Risky drinking behavior among college students has been and continues to be a concern at most major universities across the US. According to the results from the 2011 National Survey on Drug Use and Health, young adults aged 18 to 22 enrolled full time in college were more likely than their peers who were not enrolled full time to use alcohol in the past month, binge drink, and drink heavily. 60.8% of full-time students reported they were current drinkers. 45% of undergraduates reported they engaged in binge drinking in the previous month. This pattern of higher rates of current alcohol use and binge drinking among college students compared to their peers not enrolled full time has remained consistent since 2002. On top of those concerns, according to a recent NPR article, in a poll of high school seniors, 20% said they’d binge drank in the past two weeks. This number highlights that students are coming into college with extreme binge drinking habits.
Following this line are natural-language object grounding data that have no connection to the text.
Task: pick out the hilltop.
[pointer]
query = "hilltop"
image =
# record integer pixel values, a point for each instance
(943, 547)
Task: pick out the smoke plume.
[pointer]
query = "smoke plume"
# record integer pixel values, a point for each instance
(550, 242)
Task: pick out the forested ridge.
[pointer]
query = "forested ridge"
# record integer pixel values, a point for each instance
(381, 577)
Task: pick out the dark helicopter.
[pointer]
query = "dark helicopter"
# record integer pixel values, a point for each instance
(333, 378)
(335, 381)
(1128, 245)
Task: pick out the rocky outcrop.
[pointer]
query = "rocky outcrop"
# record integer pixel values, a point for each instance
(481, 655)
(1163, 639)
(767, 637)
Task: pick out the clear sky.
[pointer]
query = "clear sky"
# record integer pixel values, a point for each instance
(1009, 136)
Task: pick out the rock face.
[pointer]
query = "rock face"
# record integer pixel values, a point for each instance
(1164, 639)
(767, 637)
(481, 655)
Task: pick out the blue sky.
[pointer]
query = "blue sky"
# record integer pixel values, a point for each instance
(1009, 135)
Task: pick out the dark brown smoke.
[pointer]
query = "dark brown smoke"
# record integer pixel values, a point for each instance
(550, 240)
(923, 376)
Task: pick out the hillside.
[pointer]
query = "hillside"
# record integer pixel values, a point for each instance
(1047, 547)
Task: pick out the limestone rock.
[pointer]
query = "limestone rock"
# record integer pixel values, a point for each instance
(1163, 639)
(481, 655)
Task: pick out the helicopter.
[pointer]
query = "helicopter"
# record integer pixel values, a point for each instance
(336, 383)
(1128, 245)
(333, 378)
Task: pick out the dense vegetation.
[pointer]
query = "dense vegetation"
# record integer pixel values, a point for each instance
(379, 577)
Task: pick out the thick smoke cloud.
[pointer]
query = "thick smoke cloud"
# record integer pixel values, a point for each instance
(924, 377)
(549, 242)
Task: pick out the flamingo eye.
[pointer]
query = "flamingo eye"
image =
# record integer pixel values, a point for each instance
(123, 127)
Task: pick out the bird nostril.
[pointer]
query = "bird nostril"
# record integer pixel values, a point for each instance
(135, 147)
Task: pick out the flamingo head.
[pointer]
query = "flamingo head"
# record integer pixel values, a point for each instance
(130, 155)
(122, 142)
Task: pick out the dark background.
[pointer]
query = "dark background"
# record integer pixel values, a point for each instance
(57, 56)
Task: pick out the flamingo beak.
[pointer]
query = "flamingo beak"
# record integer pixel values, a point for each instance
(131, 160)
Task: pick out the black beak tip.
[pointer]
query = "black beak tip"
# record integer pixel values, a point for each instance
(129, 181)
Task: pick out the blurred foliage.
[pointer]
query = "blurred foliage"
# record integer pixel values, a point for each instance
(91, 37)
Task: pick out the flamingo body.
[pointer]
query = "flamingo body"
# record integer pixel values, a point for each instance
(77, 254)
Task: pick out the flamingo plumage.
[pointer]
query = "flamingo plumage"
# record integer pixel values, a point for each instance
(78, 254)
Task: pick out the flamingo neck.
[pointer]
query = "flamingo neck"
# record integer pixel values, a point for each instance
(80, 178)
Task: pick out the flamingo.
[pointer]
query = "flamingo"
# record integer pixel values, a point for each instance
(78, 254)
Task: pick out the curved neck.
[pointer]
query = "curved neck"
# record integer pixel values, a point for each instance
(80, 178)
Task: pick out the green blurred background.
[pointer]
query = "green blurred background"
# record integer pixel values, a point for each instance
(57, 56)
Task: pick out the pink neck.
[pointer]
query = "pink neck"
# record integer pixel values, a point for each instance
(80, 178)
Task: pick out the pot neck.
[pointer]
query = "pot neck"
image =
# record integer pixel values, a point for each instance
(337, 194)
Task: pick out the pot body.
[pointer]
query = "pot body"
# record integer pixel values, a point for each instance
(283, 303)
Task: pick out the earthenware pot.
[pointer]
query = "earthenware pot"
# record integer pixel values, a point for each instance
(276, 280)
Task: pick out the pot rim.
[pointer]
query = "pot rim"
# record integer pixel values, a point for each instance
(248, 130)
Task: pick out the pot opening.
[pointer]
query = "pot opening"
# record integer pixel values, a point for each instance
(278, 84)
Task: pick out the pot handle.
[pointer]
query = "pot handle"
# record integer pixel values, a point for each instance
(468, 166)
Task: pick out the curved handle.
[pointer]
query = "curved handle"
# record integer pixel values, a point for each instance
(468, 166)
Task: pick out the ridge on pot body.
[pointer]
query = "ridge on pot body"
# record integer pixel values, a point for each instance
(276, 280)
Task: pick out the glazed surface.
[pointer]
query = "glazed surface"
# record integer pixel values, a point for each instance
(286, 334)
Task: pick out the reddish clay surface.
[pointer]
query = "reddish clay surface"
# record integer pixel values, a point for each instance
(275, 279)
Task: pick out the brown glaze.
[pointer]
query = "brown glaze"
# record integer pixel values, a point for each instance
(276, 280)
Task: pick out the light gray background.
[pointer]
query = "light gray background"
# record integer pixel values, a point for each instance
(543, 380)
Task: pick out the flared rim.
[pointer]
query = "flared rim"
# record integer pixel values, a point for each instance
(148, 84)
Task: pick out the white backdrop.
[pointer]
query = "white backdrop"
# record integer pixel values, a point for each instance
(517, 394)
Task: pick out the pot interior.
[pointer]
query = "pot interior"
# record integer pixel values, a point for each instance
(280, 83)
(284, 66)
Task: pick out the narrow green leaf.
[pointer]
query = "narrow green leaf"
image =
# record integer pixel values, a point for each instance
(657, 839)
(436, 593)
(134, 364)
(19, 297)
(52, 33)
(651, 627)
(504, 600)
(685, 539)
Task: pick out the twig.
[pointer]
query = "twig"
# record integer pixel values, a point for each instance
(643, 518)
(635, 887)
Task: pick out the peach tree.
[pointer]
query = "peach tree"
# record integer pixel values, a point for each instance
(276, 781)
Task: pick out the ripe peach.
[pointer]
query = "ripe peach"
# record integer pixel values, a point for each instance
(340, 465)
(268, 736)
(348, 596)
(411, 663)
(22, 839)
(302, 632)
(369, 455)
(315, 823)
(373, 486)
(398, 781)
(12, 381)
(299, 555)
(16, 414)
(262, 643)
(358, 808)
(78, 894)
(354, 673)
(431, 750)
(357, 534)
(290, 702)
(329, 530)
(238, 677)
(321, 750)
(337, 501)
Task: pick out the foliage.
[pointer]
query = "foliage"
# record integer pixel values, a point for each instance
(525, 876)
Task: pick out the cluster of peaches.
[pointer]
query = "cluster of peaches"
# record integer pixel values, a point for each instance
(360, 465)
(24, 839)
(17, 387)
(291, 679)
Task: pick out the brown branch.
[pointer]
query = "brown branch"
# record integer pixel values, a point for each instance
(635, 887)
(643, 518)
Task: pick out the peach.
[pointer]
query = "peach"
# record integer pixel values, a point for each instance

Universities are feeling the pressure to do something about their college students risky drinking behavior… But the question is what and how? It’s apparent that the alcohol education programs, such as Project DARE, that students receive in high school aren’t doing the job (Project D.A.R.E. has been declared ineffective). So what can on-campus alcohol and drug abuse education and prevention programs do differently to make an impact?
Back to the BASICS
It’s unrealistic to think that college students are going to just up and quit drinking because somebody told them not to. An interesting and somewhat new idea is to take a harm reduction approach, where the focus is on the prevention of harm from drinking alcohol versus the prevention of drinking alcohol. U of M’s Alcohol and Other Drug Department, along with 1,100 other colleges and universities, has put into place a program called Brief Alcohol Screening and Intervention of College Students (BASICS). BASICS aims to motivate students to reduce alcohol use in order to decrease the negative consequences of drinking. BASICS is designed to help students in examining their own drinking behavior in a judgment free environment. In a recent study done to determine the effectiveness of BASICS it was found that students who received BASICS had reported drinking alcohol much less after 1 year compared to those who hadn’t received BASICS. So what is it about BASICS that does the trick?
BASICS Broken Down
There are two important pieces to the BASICS program. First, is the use of brief motivational interviewing by the BASICS facilitator. Motivational interviewing is a kind of counseling that is delivered in an empathetic and non-confrontational way. During a BASICS session, various topics are covered with the student such as personal beliefs about alcohol use; drinking history; individual negative consequences and risk factors; and personal risk and benefits of drinking. The use of brief motivational interviewing in BASICS is intended to reveal discrepancy between the student’s risky drinking behavior and his or her goals and values in a nonjudgmental way. Additionally, by using motivational interviewing the BASICS facilitator doesn’t force change on the student but rather emphasizes that the choice is really up to the student if and how they want to make changes to their drinking behavior. Borsari et al. results showed that students who received brief motivational interviewing greatly reduced their number of alcohol-related problems compared to those who only received education at 3, 6, and 9 months of follow up. Motivational interviewing works through empowering the student. It also helps the student explore changing his or her behavior and works to help resolve any ambivalence they might have about making a change in their drinking behaviors.
The second important piece to the BASICS program is that it addresses social norms. Social norms are beliefs about what is acceptable in a social context and are addressed through personalized normative feedback (PNF). PNF approaches are designed to correct students’ misconceptions to reduce heavy drinking. For example, most students tend to think that their peers drink more often and more heavily than is really the case, PNF works to correct this idea. Three pieces of information are used when giving PNF: info about the student’s own drinking, info about the student’s perceptions of others drinking, and info about others actual drinking. By comparing the student’s actual drinking to others actual “normal” behavior their misconceptions are exposed. In a recent review of social norms interventions to reduce alcohol misuse in college students, it was reported that of the 476 participants who received PNF, 61% of them reported a reduction in the frequency of their drinking 4 to 16 months after and 60% reported a reduction in their binge drinking 3 months after. Lewis and Neighbors report that this is because college students have a strong influence on each others behavior.
The Answer is Pretty BASIC(S)
So, the key to tackling the issue of college students’ risky drinking behaviors is to work towards preventing the harm from drinking alcohol. BASICS really allows the student to take a 360 degree look at how alcohol fits into their life and in most cases enough discrepancy is created that they will want to do something about it.